My journey is similar to Aletia's, albeit starting almost a decade earlier, growing up with the assumption we could (should?) do anything and everything. I recently read Jill Tweedie's Letters from a fainthearted feminist which whilst not exactly stunning literature was a reminder of the politics around in the 1980s, particularly around gender issues. It is no wonder that we grew up assuming we needed to be Superwoman (albeit probably in less revealing clothing, plus Dr Martens and fringey scarf) to challenge the inequalities and suppression that undoubtedly had limited the options of earlier generations. But in the same way that I've accepted that I no longer personally have to prove that girls are as good as boys at a-z, I've also accepted that it isn't about not doing 'girls' things but sometimes doing them through choice not conditioning or lack of alternatives and it being ok to pick and choose your battle grounds. But don't get me started on the issue of aisles full of Barbie pink...

So, rewinding slightly, whilst going back to 'living like nana did' and being more self-sufficient is more time consuming I'm pretty sure that there is no need to throw the baby out with the bath water and revert to the social norms of that era too. If I spend some time basically being a housewife for a while (for lack of a better expression) it is a life-style choice, and no doubt a temporary one at that, rather than a compromise. Surely living in manner that helps generate home produce, is generally kinder to the environment, and allows time for more involvement in both the local community as well as the usual multi-layered Quaker commitments is still making a contribution to society just as much as going out there and earning a living? But it is simply not socially nor politically acceptable to be a 'stay at home not-a-mum', the down side of liberation perhaps?!

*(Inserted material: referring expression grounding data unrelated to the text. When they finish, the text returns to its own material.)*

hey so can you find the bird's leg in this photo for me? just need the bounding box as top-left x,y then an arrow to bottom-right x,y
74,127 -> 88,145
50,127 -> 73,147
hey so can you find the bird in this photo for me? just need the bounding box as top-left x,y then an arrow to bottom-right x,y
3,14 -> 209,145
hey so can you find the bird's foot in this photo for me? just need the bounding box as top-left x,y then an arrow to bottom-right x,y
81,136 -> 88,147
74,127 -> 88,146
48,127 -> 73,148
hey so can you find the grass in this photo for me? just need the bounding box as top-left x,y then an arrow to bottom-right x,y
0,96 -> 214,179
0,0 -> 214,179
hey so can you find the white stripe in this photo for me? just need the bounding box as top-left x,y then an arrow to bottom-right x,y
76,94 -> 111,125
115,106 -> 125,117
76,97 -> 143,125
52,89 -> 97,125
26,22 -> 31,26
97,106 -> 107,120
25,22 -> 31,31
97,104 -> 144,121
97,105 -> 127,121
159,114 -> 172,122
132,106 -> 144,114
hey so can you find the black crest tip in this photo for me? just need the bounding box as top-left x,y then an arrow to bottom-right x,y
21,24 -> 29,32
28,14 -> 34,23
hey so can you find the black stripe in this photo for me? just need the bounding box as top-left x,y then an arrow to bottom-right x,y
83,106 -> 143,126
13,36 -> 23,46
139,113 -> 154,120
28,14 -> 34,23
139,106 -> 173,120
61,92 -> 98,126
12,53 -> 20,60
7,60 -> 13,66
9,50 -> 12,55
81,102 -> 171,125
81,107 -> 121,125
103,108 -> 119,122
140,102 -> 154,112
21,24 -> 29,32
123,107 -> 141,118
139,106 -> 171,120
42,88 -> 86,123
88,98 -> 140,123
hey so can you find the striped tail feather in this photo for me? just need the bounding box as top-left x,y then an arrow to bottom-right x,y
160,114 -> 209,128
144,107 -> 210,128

But still it is easier for me to make such choices than many. I don't have any dependants, nor a partner whose life is also affected. I have the luxury of being able to choose how I spend my life and money, rather than having circumstances seemingly beyond my control dictate it.There are what some would see as compromises in my life - there probably aren't many people in my age group content to board in someone else's home, but if I had to pay rent/mortgage and bills etc in the usual way the pressure to have a regular sizeable income would be far higher. But I don't like living alone, boarding is a cost effective way of not only avoiding living alone but sharing a carbon footprint and currently means I can contribute to society by helping someone else remain living in their own home more easily.

I try to focus on them as choices rather than compromises - compromise seems to imply that having everything for myself is what I should be aiming for, when actually I've spent a good chunk of the last 10yrs or more actively trying to have less! I don't see that as depriving myself but releasing myself, from a lot of stress for a start off. Instead of worrying about paying to fix the chimney or paint the outside of the house I'm left with cleaning the windows and weeding the vegatable patch - sounds like a good deal to me.

So where does that leave me in my ponderings? This post has taken a couple of weeks to write and has been cut-n-pasted, re-written and deleted so many times you'd think it was an assignment! Each time I come back to it a different aspect seems more relevant, but I guess the thing is to post this now and blog more later as the issues bumble their way around my head a bit longer, or not as the case may be!